Drake had done some research on the old lodge. He’d found stories telling of days when mafia kingpins had come to conduct business while hunting in the hills or fishing in the mountain streams.

Fires had consumed hundreds of acres surrounding the lodge, missing it on more than one occasion by less than a mile. Throughout the years, the lodge stood as she had from the beginning, a little worn around the edges. Recently, she’d been damaged by an explosion in the mine. That’s where Drake and his team would come in.

He looked forward to rolling up his sleeves and putting his carpentry skills to work restoring the old girl. He hoped that, like riding a bike, it would all come back to him despite the sixteen years it had been since he’d last lifted a hammer to build or repair anything more than a deck on the house of a friend. The summers he’d spent working on new home construction while in high school gave him skills he wouldn’t have known otherwise and the confidence to try new things he’d never done.

Having joined the Navy straight out of high school, he hadn’t had much need for carpentry skills. He’d focused all his attention on being the best military guy he could be. That had meant working his ass off and applying for the elite Navy SEALs training.

BUD/S had been the most difficult training he’d ever survived. Once he’d made it through, he’d been deployed on a regular basis to all corners of the world, fighting wars he thought were to help people who couldn’t help themselves or protect his own country from the tyranny of others.

Drake snorted. He’d learned all too soon that war wasn’t always for just causes. When he’d tired of putting his life on the line for the benefit of big business, he’d said goodbye to what had been the only career he’d ever wanted.

From there, he’d worked with Stone Jacobs as a mercenary in Afghanistan, leaving just in time before the US pulled out and left Stone and the last five members of his team stranded.

Rumor had it that former SEAL, Hank Patterson, had sent a rescue team to get Jacobs and his people out.

Since Afghanistan, Drake had refused to be another hired mercenary. He’d been drifting from one low-paying job to another. Nothing seemed to fit.

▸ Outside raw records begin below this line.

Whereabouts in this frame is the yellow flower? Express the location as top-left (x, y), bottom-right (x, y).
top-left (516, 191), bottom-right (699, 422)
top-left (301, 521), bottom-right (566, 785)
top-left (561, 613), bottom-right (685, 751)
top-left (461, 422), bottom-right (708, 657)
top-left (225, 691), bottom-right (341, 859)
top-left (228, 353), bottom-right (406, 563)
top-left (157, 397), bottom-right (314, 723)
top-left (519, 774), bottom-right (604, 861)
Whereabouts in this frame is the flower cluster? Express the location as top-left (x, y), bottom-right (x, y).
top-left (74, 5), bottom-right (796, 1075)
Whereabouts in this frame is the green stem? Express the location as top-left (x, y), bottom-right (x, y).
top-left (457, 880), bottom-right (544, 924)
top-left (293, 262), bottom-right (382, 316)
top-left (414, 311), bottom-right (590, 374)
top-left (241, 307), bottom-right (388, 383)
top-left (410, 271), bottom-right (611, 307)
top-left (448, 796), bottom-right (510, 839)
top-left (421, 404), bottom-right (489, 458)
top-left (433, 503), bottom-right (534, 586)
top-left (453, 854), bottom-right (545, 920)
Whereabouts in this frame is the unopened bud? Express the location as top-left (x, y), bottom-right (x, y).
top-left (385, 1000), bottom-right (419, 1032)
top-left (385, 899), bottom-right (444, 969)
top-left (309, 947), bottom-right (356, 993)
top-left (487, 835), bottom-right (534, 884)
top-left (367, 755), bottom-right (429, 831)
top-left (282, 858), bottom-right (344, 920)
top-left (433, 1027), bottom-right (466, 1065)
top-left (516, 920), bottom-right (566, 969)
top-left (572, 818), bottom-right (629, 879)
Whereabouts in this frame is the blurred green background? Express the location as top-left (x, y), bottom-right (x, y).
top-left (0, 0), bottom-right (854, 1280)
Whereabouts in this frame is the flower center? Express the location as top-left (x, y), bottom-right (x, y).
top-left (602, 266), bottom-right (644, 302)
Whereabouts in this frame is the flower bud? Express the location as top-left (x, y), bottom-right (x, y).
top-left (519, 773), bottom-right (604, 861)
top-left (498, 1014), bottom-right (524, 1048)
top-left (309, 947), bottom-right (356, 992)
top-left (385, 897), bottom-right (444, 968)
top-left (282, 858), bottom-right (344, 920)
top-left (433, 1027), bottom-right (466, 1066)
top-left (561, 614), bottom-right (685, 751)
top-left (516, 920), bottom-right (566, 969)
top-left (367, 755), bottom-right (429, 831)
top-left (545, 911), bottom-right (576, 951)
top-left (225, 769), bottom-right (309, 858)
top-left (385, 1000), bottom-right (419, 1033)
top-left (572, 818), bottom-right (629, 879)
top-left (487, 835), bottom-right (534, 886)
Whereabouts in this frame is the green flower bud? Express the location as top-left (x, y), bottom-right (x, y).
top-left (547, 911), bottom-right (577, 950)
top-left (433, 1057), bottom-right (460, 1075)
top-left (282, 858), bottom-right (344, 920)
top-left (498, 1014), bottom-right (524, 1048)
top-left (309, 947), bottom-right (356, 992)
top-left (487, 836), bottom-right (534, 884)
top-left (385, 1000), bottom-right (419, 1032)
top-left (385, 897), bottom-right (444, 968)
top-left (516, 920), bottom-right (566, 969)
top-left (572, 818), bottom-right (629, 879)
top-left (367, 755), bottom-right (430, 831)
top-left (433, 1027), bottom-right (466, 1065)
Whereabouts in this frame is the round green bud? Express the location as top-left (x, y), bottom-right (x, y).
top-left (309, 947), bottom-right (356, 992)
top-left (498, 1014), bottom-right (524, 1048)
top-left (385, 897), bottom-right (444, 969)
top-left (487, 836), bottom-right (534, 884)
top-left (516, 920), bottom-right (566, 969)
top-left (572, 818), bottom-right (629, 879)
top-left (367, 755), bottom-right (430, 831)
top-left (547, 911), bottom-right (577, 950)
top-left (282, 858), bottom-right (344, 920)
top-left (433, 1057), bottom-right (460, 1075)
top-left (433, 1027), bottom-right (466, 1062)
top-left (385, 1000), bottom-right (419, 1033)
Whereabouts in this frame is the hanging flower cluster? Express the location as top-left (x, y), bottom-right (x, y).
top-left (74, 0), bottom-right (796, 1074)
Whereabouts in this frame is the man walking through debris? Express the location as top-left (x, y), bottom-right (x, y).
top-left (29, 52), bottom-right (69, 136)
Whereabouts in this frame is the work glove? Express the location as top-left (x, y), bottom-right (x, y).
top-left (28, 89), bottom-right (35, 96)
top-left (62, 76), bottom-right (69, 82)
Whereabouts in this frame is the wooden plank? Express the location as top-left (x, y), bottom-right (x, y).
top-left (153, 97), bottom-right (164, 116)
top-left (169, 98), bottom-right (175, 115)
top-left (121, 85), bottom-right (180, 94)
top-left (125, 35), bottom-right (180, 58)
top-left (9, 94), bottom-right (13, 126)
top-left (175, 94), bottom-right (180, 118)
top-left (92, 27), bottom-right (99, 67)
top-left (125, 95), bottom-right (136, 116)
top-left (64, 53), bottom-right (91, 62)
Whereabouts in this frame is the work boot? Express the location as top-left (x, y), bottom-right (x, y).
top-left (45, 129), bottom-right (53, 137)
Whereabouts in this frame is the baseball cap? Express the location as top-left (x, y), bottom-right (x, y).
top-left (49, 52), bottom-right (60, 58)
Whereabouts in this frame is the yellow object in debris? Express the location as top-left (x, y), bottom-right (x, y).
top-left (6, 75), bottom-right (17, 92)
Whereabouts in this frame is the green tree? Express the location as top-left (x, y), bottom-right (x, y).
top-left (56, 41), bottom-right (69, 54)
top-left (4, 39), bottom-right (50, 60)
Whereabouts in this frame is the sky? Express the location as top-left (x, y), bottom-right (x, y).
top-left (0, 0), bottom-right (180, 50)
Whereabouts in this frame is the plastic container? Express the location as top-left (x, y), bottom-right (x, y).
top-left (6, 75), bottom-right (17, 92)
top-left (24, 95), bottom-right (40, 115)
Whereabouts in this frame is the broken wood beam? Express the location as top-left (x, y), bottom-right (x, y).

When Hank Patterson had called him out of the blue, he’d been working at a small diner in the backwoods of East Texas, dissatisfied with life, unable to fit into the civilian world and ready for any change that would take him away from the diner, the small-minded residents of the town and the meddling mamas bent on matching their single daughters to the only bachelor in town with all of his original teeth.

No, thank you.

Drake had been ready to leave East Texas.